Are journalists aiding and abetting terrorist propaganda by reporting on ISIS videos? - Michael's essay
In the mid 1970s, the Frank Church Senate Committee investigating crimes committed by the CIA, discovered that for years the agency had been producing pre-packaged propaganda films made to look like real news footage. The fake news items were then broadcast by smaller television stations across the country.
A more sophisticated version of the practice was perfected by the George W. Bush White House. Again, video press releases using actors posing as television journalists were sent to stations in smaller markets. The stations, hungry for material and too cheap to pay for the real thing, would often run the propaganda videos without any disclaimer that they came from the White House. To their everlasting credit, the national networks refused to run the reports, recognizing them for what they were; undiluted propaganda.
The fact that television stood up to the Bush White House became a positive talking point inside journalism. Something profound has changed with the rise of Islamic State and their endless supply of violent videos. Every time ISIS releases another video, television stations, including the CBC, dutifully report the content and show some of the pictures. Our newspapers run photographs of the condemned kneeling in their orange jumpsuits, heads bowed, before their killers.
Whatever else it might be, ISIS is a master at marketing its murderous products of beheadings, crucifixions, burnings, stonings. They are very good practitioners of the public relations art. The purposes of the videos are to terrify and to recruit. Which raises the uncomfortable question for journalists. Are we aiding and abetting the propaganda interests of terrorists? Television and newspaper editors take the question very seriously. They do not, willy nilly, decide to run the videos without considering the impact on audiences. They strive for a delicate and nuanced balance between the public's right to know and questions of good taste and an honest reflection of the facts.
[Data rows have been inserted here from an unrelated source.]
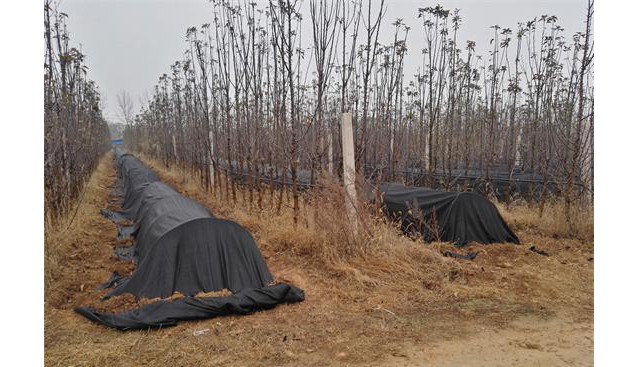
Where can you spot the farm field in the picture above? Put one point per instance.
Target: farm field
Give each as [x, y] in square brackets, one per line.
[320, 183]
[397, 302]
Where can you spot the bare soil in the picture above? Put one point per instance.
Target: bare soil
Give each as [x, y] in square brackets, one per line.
[402, 305]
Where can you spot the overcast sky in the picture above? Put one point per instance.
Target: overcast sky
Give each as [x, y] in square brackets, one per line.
[130, 43]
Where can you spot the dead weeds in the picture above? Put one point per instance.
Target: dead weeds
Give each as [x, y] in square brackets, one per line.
[367, 295]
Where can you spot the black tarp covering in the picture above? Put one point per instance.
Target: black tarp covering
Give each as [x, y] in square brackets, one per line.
[180, 247]
[457, 217]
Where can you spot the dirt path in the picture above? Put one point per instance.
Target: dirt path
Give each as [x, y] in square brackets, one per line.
[508, 307]
[528, 341]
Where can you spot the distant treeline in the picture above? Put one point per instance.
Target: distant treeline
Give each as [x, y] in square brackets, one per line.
[75, 133]
[250, 92]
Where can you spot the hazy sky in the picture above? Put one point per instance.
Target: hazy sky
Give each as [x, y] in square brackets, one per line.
[130, 43]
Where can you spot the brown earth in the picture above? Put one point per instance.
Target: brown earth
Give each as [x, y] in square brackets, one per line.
[401, 304]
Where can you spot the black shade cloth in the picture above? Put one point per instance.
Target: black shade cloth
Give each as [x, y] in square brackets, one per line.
[180, 247]
[457, 217]
[165, 313]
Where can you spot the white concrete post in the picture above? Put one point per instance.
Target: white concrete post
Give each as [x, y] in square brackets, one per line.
[349, 169]
[211, 162]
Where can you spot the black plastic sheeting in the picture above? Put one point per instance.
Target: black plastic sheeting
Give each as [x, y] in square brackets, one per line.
[457, 217]
[180, 247]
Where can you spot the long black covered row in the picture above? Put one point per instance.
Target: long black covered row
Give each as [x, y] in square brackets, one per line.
[180, 247]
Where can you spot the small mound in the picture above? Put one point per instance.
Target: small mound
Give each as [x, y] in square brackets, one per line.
[457, 217]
This week in London, journalists at The Guardian argued the pros and cons of publicizing the latest ISIS video. The Guardian has clearly set out rules for publicizing the videos, as does the CBC. The overarching dilemma for me is the question of giving the terrorists exactly what they want -- widespread publicity for their reptilian views.
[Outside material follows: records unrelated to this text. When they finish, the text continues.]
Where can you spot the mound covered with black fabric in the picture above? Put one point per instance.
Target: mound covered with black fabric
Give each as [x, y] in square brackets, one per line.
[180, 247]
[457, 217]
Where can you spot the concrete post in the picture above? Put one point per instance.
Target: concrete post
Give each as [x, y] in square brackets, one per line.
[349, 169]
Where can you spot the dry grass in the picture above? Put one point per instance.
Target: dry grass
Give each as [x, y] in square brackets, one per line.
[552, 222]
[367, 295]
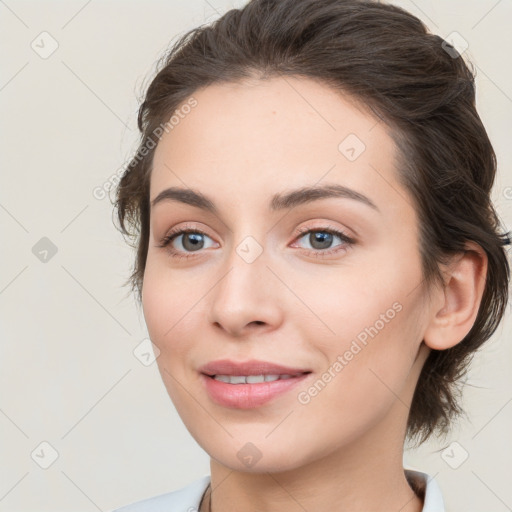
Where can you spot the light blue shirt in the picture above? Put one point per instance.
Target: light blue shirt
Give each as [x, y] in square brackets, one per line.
[187, 499]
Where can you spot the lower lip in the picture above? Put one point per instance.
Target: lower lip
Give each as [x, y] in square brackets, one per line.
[248, 396]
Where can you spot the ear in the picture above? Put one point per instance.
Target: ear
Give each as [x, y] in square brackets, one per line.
[455, 310]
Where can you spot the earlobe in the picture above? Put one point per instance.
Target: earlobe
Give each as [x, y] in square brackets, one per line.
[454, 312]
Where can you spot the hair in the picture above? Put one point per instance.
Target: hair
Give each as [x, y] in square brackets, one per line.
[384, 58]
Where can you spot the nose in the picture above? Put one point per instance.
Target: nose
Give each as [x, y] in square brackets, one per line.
[247, 298]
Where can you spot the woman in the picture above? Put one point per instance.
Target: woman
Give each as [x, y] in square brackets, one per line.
[318, 257]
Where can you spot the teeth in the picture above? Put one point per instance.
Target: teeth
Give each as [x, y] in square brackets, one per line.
[250, 379]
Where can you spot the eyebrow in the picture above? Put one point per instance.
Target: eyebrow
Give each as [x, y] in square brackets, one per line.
[280, 201]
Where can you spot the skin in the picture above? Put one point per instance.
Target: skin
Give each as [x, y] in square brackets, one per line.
[241, 144]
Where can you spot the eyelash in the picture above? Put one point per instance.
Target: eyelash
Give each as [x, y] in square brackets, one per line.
[348, 241]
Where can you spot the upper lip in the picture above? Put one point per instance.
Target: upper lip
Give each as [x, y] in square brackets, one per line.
[252, 367]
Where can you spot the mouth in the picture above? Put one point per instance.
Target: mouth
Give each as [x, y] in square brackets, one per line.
[254, 379]
[250, 391]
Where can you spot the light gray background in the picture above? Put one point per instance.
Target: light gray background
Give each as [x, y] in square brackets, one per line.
[68, 373]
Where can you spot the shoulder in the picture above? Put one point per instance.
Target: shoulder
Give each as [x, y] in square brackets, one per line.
[427, 488]
[186, 499]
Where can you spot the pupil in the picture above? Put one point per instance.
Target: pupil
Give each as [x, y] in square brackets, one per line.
[324, 238]
[194, 239]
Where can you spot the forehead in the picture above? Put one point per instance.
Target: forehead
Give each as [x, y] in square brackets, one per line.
[261, 136]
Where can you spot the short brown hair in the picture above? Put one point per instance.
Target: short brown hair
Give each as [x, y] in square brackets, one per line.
[385, 58]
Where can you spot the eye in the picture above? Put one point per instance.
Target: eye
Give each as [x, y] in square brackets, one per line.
[189, 239]
[322, 238]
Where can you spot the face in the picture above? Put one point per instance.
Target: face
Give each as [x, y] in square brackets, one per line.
[327, 284]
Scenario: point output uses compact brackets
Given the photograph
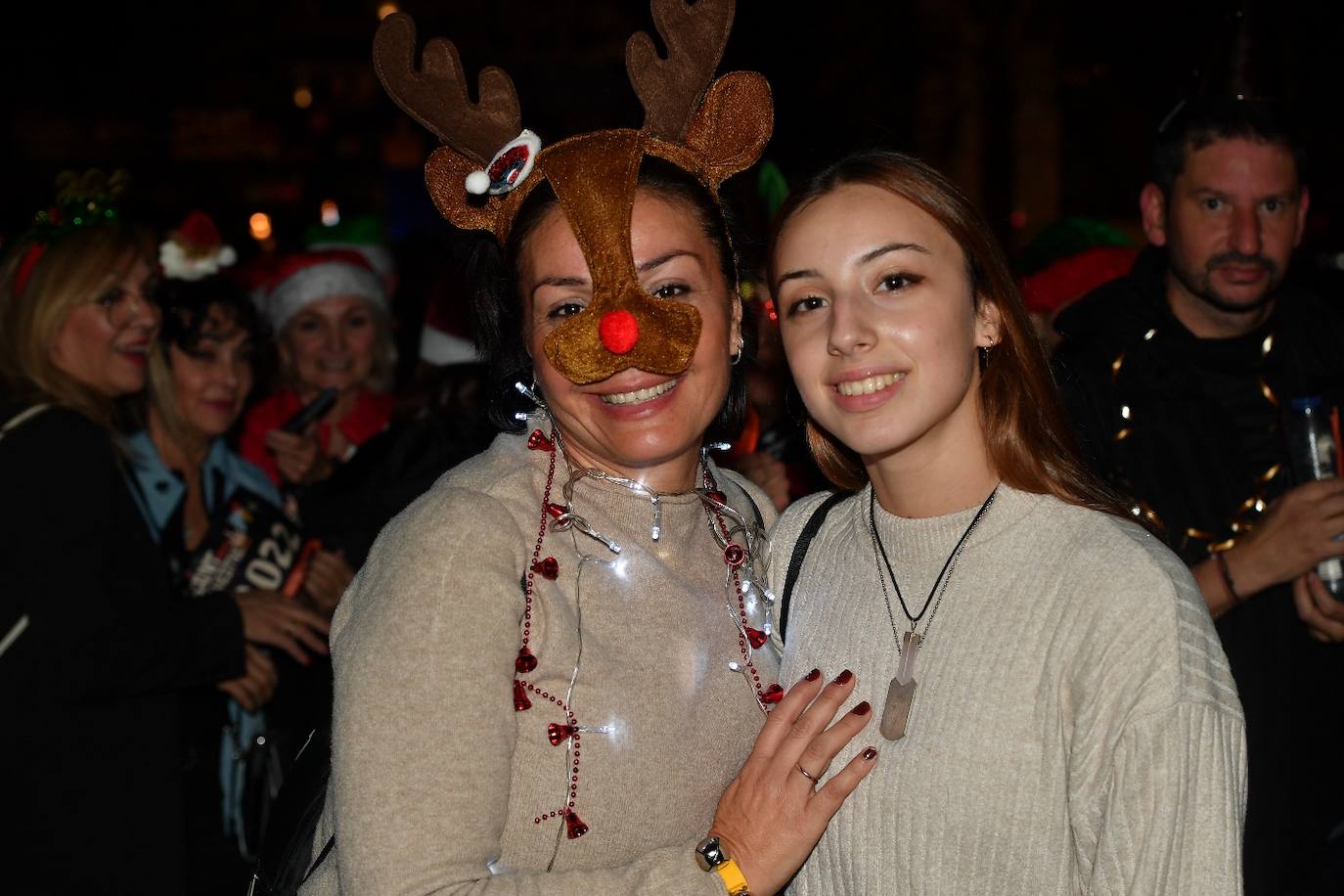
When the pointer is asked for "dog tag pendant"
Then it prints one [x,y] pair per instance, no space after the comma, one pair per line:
[901,694]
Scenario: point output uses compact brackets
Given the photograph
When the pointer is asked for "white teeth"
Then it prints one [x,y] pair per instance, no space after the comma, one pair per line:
[869,385]
[639,395]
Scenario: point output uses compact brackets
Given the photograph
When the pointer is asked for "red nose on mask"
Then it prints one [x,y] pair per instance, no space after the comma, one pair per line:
[618,331]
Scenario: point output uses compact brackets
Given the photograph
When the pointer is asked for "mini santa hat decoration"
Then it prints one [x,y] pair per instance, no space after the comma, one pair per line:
[309,277]
[195,250]
[1067,280]
[444,340]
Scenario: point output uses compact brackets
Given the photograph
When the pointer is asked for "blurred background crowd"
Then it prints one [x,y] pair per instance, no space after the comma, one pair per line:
[313,373]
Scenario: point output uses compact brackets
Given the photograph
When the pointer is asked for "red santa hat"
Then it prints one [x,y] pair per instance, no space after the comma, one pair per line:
[309,277]
[444,340]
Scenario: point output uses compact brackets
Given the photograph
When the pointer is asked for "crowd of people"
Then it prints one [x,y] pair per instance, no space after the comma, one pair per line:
[869,561]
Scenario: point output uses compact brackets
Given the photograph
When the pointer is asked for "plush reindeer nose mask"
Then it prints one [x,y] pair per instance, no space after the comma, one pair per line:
[488,164]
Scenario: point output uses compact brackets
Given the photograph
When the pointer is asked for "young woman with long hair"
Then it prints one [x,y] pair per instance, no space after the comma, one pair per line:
[1059,712]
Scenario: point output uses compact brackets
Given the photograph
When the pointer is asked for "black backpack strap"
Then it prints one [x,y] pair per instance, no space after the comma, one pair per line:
[800,553]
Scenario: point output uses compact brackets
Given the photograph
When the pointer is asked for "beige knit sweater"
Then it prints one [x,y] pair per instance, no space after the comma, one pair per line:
[1075,729]
[437,781]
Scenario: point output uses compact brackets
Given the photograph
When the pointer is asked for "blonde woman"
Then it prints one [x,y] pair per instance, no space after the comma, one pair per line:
[89,690]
In 1985 in a speech to the American Bar Association, Margaret Thatcher warned news media: "We must not play into their hands - we must find ways to starve the terrorist and the hijacker of the oxygen of publicity on which they depend." She was taking aim at the BBC and its coverage of IRA bombings. And while I can't agree with anything Thatcher ever said or did, in this case she made a good point. News is a human construct. It doesn't exist in nature. The news we read, see, listen to has been decided by journalists and editors. News is what they say it is. How it differs from propaganda is a tricky question.
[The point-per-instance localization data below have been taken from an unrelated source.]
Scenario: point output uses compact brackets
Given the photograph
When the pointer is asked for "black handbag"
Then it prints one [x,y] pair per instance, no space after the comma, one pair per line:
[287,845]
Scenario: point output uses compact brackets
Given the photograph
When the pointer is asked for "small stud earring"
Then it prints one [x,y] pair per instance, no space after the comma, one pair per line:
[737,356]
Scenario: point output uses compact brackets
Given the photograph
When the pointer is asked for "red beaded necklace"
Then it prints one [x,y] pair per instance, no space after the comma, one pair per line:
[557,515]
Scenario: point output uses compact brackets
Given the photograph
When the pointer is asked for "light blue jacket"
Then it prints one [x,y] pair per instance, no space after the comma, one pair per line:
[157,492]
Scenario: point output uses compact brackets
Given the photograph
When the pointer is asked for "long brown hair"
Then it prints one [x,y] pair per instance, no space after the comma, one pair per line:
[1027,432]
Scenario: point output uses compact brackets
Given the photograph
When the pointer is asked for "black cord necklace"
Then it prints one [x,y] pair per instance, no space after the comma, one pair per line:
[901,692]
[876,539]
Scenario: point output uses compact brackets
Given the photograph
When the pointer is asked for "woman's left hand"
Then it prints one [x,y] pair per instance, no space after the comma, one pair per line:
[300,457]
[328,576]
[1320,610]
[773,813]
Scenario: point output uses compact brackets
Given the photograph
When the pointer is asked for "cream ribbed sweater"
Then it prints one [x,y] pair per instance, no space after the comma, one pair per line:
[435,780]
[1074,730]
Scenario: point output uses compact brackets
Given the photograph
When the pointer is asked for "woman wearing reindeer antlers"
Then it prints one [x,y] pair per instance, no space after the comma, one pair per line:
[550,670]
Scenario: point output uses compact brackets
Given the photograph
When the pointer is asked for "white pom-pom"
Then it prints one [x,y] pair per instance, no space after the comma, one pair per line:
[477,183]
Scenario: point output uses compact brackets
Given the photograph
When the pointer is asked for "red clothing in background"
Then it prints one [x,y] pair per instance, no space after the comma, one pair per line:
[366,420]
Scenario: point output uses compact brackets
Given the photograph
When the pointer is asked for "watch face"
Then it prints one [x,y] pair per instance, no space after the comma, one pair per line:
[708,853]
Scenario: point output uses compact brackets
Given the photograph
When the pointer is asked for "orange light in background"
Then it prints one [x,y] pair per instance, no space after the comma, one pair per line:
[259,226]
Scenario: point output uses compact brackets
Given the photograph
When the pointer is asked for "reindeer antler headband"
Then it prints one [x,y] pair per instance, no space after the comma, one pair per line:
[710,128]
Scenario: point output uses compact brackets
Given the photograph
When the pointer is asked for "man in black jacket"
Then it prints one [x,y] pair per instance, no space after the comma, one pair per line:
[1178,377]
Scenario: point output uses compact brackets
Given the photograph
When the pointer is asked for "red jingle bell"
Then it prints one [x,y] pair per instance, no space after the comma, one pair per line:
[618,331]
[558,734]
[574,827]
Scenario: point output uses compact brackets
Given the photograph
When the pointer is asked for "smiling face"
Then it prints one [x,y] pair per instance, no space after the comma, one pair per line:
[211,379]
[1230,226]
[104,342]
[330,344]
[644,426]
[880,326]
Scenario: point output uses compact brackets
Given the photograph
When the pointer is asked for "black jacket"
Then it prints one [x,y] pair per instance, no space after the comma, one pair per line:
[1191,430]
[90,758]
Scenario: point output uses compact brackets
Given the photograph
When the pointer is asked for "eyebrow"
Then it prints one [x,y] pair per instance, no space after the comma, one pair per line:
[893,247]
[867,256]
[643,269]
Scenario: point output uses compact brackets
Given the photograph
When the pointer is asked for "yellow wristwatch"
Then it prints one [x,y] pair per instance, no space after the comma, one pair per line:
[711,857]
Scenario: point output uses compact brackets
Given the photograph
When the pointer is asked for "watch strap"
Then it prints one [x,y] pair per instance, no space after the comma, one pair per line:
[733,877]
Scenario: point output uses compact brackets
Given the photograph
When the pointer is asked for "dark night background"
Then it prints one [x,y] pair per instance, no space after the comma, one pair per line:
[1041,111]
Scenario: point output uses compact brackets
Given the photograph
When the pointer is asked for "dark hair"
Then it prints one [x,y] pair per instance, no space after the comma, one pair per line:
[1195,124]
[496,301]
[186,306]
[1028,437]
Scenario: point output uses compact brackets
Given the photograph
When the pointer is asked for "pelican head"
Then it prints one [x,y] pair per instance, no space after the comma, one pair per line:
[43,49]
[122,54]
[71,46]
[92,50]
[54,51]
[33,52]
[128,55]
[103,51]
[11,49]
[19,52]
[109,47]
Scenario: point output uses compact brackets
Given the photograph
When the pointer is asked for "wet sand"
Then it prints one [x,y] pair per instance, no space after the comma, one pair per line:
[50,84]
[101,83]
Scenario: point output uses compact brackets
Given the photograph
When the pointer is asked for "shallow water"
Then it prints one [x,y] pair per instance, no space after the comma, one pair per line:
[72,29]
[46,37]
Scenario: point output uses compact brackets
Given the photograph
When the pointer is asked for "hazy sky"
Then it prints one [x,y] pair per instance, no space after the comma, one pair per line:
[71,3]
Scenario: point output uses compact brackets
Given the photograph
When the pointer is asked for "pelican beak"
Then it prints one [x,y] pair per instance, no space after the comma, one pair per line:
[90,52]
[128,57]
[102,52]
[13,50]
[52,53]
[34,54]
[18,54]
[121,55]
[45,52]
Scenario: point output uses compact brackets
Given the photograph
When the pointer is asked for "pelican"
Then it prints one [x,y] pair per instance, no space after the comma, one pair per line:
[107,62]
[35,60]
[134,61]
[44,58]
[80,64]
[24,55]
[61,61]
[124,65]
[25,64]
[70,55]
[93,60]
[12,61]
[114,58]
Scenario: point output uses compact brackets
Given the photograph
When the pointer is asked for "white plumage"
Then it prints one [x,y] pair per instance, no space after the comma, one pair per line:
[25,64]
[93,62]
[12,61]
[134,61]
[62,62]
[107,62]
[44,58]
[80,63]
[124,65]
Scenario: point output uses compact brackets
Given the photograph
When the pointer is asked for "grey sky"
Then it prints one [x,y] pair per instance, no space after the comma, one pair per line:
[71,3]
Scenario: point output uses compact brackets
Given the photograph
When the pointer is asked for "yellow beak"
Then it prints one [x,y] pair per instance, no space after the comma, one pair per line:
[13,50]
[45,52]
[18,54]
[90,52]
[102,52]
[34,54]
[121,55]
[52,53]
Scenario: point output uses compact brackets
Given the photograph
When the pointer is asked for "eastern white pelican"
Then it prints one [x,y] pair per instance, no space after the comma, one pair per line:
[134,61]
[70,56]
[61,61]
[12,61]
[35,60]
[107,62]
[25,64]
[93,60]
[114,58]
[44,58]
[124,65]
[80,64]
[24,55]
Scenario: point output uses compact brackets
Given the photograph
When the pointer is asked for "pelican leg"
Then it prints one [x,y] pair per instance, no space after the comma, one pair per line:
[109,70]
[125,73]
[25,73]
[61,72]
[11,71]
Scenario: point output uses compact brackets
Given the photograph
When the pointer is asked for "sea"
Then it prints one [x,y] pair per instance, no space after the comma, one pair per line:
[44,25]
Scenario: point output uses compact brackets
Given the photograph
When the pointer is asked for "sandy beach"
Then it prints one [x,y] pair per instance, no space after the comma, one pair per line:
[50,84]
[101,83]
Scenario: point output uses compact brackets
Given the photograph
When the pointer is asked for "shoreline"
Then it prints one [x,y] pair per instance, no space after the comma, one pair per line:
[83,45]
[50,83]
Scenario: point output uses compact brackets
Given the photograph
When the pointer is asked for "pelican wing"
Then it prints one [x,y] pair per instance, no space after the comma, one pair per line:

The journalist who oversees the standards and quality of CBC journalism is David Studer. I asked him about the ISIS videos as propaganda and not news. His reply: "The point I would make isn't about assisting in propaganda. It's a case of providing a well-informed public, well capable of making considered judgements about what it sees and hears, with information that will be useful in the process of making those judgements about matters of significant interest."
All of which is likely true. But I'm still left with the sinking feeling that somewhere in their grotesque caliphate, the torturers and killers in the videos are smiling.